Background information
- Born: 1985 (age 40–41) Rotterdam, Netherlands
- Genres: Pop, pop rock
- Occupations: Singer, songwriter
- Instruments: Guitar, Drums
- Years active: 2010–present
- Labels: Cloud 9 Music
- Website: www.leoniemeijer.com

= Leonie Meijer =

Dutch singer and songwriter

Leonie Meijer (born September 4, 1985) is a Dutch singer and songwriter.

==Training==
Born in Rotterdam, Meijer studied at the Music Academy in Lelystad from the age of 18. She then attended the Amsterdam Conservatory while performing as a singer and guitar player with the band Material Spirit during her free time.

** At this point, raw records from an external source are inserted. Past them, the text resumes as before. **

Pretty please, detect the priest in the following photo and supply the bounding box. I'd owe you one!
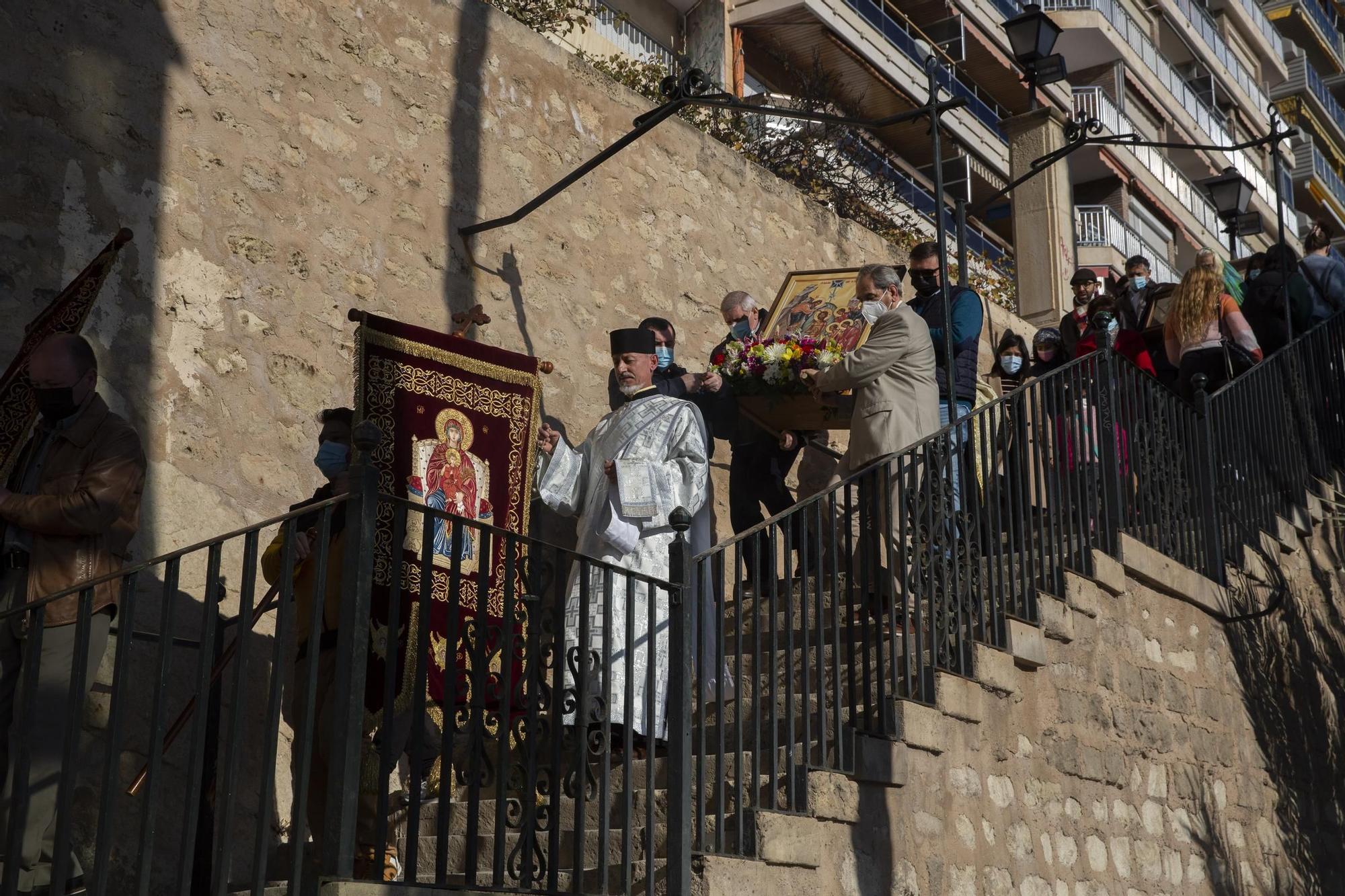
[537,329,710,745]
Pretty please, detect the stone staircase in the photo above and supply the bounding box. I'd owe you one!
[260,471,1341,896]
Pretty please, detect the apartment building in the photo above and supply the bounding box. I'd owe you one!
[551,0,1318,301]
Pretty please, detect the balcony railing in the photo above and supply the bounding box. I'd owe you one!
[1298,141,1345,206]
[846,141,1013,274]
[1075,87,1221,238]
[1044,0,1297,234]
[1075,206,1181,282]
[845,0,1009,142]
[1237,0,1284,59]
[1299,0,1345,59]
[1176,0,1270,114]
[592,0,677,71]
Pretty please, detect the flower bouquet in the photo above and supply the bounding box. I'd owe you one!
[710,336,850,432]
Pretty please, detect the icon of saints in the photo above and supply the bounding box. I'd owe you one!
[404,407,492,573]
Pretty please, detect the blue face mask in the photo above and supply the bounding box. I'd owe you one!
[313,441,350,479]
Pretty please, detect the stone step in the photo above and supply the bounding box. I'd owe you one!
[404,858,667,896]
[398,825,667,880]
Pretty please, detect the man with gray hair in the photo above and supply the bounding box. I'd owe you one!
[702,289,803,594]
[800,265,939,615]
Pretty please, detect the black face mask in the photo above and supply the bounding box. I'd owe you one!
[32,386,79,423]
[911,270,939,296]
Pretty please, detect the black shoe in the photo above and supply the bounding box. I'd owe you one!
[31,874,89,896]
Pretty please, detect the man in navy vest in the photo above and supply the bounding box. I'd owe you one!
[908,242,983,510]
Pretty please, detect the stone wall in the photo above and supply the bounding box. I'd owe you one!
[705,514,1345,896]
[0,0,1044,892]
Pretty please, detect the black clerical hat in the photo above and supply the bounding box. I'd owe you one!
[612,327,654,355]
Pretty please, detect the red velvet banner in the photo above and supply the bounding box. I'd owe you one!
[355,315,542,725]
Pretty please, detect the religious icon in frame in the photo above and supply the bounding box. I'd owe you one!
[761,268,869,352]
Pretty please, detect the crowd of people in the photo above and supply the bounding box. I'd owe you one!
[0,215,1345,877]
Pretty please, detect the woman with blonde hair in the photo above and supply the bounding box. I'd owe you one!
[1163,265,1262,401]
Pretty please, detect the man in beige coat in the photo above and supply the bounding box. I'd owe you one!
[802,265,939,600]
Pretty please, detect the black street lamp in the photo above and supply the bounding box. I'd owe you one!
[1200,165,1260,258]
[1003,3,1067,109]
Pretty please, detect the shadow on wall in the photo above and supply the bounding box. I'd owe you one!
[73,575,291,896]
[1216,505,1345,896]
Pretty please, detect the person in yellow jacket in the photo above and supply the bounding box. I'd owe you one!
[261,407,440,881]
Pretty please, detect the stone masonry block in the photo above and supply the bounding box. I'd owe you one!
[1271,516,1298,555]
[1120,536,1228,614]
[1037,596,1075,645]
[1093,551,1126,595]
[1009,611,1049,669]
[979,645,1017,688]
[808,769,861,825]
[1065,571,1103,619]
[1289,505,1313,538]
[896,700,948,754]
[933,667,986,725]
[753,811,823,868]
[855,735,908,780]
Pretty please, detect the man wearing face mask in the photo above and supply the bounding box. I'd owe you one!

In 2010 she reached the finals of Netherlands Great Prize. Later she auditioned for the Dutch version of the show The Voice.

==Professional career==

=== The Voice (2010–2011) ===
Being coached by Jeroen van der Boom, she made it to the qualification rounds of The Voice. Her cover of Maria Mena’s song Just Hold Me climbed to the 27th position in the Single Top 100 chart. At the final stage she got fourth place, which allowed her to record her own song, Lost in Yesterday. The single reached number 36 in the Top 40 Netherlands.

=== Los (2011–2012) ===
Soon after she had a part in Michael Jackson’s tribute concert, where she sang various of his songs. Next step was the recording of a duet with Van der Boom – her old coach – called Los van de grond, which reached second position in the Top 100 and 13th in the Top 40. In May 2011 she released her single Schaduw and in October of the same year her debut album was out, Los, whose first single – Hey! – entered the Top 40. The very same week another song was climbing in the Top 40, it was Wereldwijd, by the Metropolitan Orchestral in collaboration with several artists, among them Meijer.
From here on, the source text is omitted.